Surviving Loss
In 2023, the US Surgeon General published a report that gained much visibility on the importance of the lack of social relationships as a risk factor in Americans’ health. The report openly spoke of a “loneliness epidemic,” showing how in general the time spent in situations of social isolation has increased significantly in America over the last 20 years, regardless of gender, with higher incidence among ethnic minorities, the poor and within the LGBTQ+ community. Different age groups are affected differently by the phenomenon, with young adults showing higher levels of loneliness than older adults, who, however, are more vulnerable to consequences such as higher mortality and the prevalence of pathologies such as diabetes and cardiovascular disease. Similar evidence, albeit with smaller numbers, was also found for the European Union in a report published in 2024.
In this epidemiological framework, there is still much room for research. Not all literature, for example, agrees in defining an “epidemic” a phenomenon that is certainly relevant, but which has probably always existed (and with equally important numbers) and which we have only now found the courage to confront. Furthermore, it is particularly interesting to try to understand the causes of the spread of solitude. What role do social media play among young people? And what about redesigning the welfare state for the elderly? Is today’s individualistic and hyper-competitive culture that is increasingly dominant at all levels responsible? Even considering its effects on health, the consensus is not definitive. In particular, it is difficult to identify a causal relationship between a subjective sensation such as loneliness and an objective medical condition, a relationship that at the moment is mainly based on evidence of correlations between variables, so that these assessments are more or less sensible conjectures. Finally, if loneliness is really bad for people’s health, the policies and actions to be taken for preventive purposes are not easy to define or even implement, as they require a multidisciplinary vision capable of reasoning and acting at the intersection of the social, medical, psychological and economic spheres of people and communities.
In a series of works funded by the “Age-IT” program of the Italian national recovery and resilience plan (PNRR), done with the CERGAS and Dondena research centers, we focus on some of these questions in relation to the elderly population in Italy and internationally. The first question we addressed, for example, concerns whether it is possible to identify a chain of causality between loneliness and health conditions. Using two famous international surveys on about 70,000 people over 50, the Health and Retirement Study (HRS, for the US) and the Survey of Health, Ageing and Retirement (SHARE, for Europe), we try to reconstruct the evolution of health of those individuals who, for various reasons, find themselves coping with living alone. Given the age of the sample (over 50), in most cases this sudden isolation is due to the loss of a partner, an event that, especially among the elderly, is a source of acute emotional and psychological stress. Following a shock of this type, it is obviously logical to think that the sense of loneliness increases, sometimes even permanently, creating what we define as "induced loneliness” caused by a relevant event, thus excluding possible cases of reverse causation (i.e. those who are and live alone as a consequence of an illness). In this context, with Irene Torrini (Bocconi) and Maria Sironi (University of Padua) we show how induced loneliness represents a significant risk factor for relevant variables such as mortality, morbidity and psychiatric illnesses. In other words, among American and European elderly, feeling lonely and being alone represent two dimensions that are partially different from each other and only partially overlapping. The pure subjective dimension (loneliness, precisely) makes an elderly person significantly more vulnerable and fragile with causally identified effects on health that are evident starting from the year in which the shock is experienced. Loneliness hurts and, in some cases, even kills.
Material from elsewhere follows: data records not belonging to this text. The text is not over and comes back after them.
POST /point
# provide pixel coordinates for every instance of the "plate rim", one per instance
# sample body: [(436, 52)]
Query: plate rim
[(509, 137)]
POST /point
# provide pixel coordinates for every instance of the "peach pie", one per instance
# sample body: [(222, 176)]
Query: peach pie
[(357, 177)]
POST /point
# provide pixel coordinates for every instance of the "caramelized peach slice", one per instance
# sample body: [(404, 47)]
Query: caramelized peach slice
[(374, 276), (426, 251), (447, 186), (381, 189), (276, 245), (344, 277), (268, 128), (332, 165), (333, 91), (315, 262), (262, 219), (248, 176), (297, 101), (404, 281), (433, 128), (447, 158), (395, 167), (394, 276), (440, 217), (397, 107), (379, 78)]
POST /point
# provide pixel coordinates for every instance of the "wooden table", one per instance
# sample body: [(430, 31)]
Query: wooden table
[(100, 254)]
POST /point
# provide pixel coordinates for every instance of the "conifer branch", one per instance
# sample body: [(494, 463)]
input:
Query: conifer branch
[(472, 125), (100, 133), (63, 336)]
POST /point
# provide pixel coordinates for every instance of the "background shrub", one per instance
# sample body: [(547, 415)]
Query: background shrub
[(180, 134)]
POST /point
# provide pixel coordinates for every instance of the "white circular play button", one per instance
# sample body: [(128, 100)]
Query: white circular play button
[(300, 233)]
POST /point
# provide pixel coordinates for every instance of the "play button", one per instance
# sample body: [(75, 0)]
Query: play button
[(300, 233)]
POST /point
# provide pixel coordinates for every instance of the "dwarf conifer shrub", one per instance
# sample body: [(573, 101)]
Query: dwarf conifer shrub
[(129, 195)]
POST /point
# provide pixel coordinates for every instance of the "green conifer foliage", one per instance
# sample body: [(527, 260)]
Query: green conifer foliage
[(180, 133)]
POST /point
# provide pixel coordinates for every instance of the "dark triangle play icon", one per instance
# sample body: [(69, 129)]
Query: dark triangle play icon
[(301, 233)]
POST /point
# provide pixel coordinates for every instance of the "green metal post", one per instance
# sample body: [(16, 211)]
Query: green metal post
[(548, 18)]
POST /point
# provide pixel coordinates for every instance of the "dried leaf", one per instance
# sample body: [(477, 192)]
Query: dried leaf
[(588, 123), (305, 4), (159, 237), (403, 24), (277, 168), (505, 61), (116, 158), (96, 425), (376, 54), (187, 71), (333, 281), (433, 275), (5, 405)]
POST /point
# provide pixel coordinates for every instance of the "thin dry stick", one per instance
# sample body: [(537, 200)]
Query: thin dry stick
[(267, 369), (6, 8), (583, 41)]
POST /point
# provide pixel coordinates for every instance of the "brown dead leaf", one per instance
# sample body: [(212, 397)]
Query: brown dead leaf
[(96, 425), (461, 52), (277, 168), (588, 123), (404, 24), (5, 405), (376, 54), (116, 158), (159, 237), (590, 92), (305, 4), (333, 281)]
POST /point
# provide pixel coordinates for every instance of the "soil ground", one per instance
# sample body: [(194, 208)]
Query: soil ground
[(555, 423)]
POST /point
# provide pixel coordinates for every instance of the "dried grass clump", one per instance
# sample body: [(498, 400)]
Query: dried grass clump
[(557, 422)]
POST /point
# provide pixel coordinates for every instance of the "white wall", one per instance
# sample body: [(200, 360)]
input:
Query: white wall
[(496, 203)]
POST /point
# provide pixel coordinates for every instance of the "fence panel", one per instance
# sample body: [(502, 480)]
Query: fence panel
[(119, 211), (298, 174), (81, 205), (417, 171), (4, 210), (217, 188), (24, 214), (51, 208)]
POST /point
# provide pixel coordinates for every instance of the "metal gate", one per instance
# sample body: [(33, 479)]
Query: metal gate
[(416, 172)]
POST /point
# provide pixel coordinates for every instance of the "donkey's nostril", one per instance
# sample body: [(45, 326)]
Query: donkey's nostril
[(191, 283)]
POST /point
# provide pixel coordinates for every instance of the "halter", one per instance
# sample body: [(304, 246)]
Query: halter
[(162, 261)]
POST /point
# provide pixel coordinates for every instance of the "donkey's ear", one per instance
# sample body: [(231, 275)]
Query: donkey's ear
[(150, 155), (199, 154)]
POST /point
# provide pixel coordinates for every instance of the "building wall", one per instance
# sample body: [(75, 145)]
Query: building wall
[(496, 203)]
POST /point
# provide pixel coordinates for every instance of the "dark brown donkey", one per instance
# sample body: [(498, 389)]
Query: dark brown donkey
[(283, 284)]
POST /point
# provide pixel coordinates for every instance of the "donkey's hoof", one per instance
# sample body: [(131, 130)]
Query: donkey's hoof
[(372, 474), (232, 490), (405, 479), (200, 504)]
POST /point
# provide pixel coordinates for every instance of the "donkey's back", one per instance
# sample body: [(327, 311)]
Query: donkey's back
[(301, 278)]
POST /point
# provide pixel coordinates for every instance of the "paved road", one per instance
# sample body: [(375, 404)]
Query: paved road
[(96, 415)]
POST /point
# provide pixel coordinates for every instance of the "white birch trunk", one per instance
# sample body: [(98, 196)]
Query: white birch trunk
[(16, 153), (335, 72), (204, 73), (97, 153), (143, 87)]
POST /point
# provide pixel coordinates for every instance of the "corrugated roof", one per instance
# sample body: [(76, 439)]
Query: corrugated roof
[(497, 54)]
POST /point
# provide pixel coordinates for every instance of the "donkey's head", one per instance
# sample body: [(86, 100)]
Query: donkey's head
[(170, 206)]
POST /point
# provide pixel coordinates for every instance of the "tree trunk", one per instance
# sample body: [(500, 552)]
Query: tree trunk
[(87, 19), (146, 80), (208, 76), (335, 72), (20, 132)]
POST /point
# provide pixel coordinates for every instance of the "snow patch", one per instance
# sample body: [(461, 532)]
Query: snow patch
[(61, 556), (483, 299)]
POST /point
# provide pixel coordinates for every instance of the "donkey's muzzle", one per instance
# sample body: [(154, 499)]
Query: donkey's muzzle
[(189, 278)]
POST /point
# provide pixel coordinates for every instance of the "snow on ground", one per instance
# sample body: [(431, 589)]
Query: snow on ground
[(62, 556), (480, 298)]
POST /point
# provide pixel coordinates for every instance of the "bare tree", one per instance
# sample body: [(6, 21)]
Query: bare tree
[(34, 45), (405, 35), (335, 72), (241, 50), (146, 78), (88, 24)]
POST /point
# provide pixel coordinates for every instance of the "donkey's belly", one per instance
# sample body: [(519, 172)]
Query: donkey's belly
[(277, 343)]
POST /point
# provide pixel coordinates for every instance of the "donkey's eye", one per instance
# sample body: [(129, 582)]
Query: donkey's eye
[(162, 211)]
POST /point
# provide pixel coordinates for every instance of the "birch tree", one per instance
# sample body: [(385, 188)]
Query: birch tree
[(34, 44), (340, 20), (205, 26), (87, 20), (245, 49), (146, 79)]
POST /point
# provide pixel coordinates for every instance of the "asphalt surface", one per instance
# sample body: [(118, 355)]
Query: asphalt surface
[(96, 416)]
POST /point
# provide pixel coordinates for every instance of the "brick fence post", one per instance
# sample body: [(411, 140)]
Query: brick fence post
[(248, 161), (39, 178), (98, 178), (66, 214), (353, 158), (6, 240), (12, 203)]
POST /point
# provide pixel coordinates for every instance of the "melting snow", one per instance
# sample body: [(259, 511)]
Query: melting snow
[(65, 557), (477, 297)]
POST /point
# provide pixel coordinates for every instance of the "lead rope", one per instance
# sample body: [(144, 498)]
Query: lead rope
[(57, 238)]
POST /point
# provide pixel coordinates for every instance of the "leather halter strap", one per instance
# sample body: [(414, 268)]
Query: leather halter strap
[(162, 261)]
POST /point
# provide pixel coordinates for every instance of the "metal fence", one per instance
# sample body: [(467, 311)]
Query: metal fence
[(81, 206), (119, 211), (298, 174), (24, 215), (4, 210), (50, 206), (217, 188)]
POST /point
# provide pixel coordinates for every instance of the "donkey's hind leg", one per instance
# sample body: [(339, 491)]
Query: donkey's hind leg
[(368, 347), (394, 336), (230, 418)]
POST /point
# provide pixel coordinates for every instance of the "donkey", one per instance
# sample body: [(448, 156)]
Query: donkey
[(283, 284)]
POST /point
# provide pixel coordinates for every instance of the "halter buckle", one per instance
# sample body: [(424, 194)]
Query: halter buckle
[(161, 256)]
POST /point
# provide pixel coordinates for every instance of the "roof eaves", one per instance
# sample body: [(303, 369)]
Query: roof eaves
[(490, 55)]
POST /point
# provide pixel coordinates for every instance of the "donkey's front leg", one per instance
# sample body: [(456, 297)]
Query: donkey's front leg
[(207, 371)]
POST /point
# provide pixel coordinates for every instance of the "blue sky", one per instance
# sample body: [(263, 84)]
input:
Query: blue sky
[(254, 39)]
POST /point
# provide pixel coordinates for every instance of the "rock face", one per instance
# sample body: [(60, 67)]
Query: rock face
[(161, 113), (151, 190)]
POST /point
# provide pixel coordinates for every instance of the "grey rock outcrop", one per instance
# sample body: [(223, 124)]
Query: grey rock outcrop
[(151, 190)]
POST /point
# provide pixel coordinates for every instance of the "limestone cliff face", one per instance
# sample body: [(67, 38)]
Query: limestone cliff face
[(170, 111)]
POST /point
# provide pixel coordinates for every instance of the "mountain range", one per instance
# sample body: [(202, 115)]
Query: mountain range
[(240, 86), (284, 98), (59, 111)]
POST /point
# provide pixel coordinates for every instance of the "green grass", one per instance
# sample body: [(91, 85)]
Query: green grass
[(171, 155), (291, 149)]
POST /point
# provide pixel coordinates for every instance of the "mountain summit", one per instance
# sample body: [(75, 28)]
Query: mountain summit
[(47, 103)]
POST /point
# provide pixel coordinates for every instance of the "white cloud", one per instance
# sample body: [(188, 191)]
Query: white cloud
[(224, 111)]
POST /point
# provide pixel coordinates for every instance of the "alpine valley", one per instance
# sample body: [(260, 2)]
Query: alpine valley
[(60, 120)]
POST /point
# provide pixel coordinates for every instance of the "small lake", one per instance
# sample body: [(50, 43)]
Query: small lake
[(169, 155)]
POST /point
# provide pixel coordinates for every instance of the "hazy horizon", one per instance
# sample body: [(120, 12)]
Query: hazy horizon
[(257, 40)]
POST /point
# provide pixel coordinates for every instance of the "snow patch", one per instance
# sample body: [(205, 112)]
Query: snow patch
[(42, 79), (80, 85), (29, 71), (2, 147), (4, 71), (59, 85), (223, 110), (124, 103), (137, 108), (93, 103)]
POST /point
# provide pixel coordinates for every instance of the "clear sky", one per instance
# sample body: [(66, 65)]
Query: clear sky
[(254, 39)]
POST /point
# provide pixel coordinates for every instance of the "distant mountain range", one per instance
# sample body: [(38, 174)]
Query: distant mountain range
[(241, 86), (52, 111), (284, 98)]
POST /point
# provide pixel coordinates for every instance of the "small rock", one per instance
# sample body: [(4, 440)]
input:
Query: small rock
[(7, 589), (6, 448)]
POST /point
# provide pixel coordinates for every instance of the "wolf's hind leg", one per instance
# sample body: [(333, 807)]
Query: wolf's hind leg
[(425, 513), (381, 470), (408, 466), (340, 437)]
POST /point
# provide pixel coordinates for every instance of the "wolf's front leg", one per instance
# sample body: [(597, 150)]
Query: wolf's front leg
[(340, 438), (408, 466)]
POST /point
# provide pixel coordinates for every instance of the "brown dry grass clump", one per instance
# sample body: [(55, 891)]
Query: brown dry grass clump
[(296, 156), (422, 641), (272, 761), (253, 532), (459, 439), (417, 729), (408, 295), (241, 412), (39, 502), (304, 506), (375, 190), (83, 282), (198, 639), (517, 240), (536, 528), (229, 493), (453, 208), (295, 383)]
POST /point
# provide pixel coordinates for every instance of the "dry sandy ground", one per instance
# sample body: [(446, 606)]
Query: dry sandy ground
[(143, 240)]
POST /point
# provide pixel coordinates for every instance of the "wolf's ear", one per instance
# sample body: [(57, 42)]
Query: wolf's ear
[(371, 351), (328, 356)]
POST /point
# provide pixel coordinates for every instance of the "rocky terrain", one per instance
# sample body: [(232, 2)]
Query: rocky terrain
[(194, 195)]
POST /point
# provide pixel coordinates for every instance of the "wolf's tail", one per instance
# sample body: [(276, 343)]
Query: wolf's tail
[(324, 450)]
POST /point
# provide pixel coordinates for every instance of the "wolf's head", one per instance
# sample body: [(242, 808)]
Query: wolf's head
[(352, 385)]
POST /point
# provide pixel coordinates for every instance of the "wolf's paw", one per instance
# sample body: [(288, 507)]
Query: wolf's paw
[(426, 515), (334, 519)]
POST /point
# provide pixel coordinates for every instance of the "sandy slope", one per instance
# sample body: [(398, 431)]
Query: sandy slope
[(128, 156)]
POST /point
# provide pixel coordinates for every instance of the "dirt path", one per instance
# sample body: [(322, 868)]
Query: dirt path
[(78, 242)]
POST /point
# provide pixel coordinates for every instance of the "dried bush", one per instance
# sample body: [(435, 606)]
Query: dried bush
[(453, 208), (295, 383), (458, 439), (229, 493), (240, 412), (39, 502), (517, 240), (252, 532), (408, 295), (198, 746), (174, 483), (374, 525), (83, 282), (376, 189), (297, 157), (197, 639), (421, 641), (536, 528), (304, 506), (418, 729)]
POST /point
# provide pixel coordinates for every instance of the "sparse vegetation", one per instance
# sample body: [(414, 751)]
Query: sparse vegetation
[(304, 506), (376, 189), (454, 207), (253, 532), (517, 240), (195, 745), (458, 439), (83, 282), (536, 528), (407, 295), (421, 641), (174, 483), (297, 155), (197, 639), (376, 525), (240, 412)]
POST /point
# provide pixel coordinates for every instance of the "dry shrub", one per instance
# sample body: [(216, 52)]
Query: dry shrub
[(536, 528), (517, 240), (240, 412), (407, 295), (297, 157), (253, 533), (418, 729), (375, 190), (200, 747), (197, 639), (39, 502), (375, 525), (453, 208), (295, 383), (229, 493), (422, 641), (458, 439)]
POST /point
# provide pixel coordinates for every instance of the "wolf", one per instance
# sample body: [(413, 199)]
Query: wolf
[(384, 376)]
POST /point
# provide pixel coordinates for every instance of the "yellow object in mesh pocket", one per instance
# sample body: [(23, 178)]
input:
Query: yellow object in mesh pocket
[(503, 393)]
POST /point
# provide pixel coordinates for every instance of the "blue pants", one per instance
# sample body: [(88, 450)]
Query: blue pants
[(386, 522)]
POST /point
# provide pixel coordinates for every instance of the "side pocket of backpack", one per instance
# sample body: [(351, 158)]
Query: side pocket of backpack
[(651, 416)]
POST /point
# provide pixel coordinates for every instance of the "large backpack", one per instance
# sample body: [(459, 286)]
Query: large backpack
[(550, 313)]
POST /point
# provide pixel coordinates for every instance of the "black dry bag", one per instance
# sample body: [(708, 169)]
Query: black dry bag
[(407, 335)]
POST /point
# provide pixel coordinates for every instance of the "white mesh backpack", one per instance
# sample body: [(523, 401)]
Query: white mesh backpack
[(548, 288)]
It remains to be understood how to act to reduce such a subjective risk factor. From the point of view of public policy and health economics in particular, if the social dimension impacts so strongly on the health one, it would be important to understand its interactions and spillovers, optimizing it and overcoming the silo mentality that has for years been dominant in welfare spending in Italy and Europe. For example, it is perfectly possible that investing more and better in social spending to reduce the loneliness of the elderly could save health resources and increase the productivity and consumption of all those families who, at least in part, have to take care of the elderly in some phases of their lives.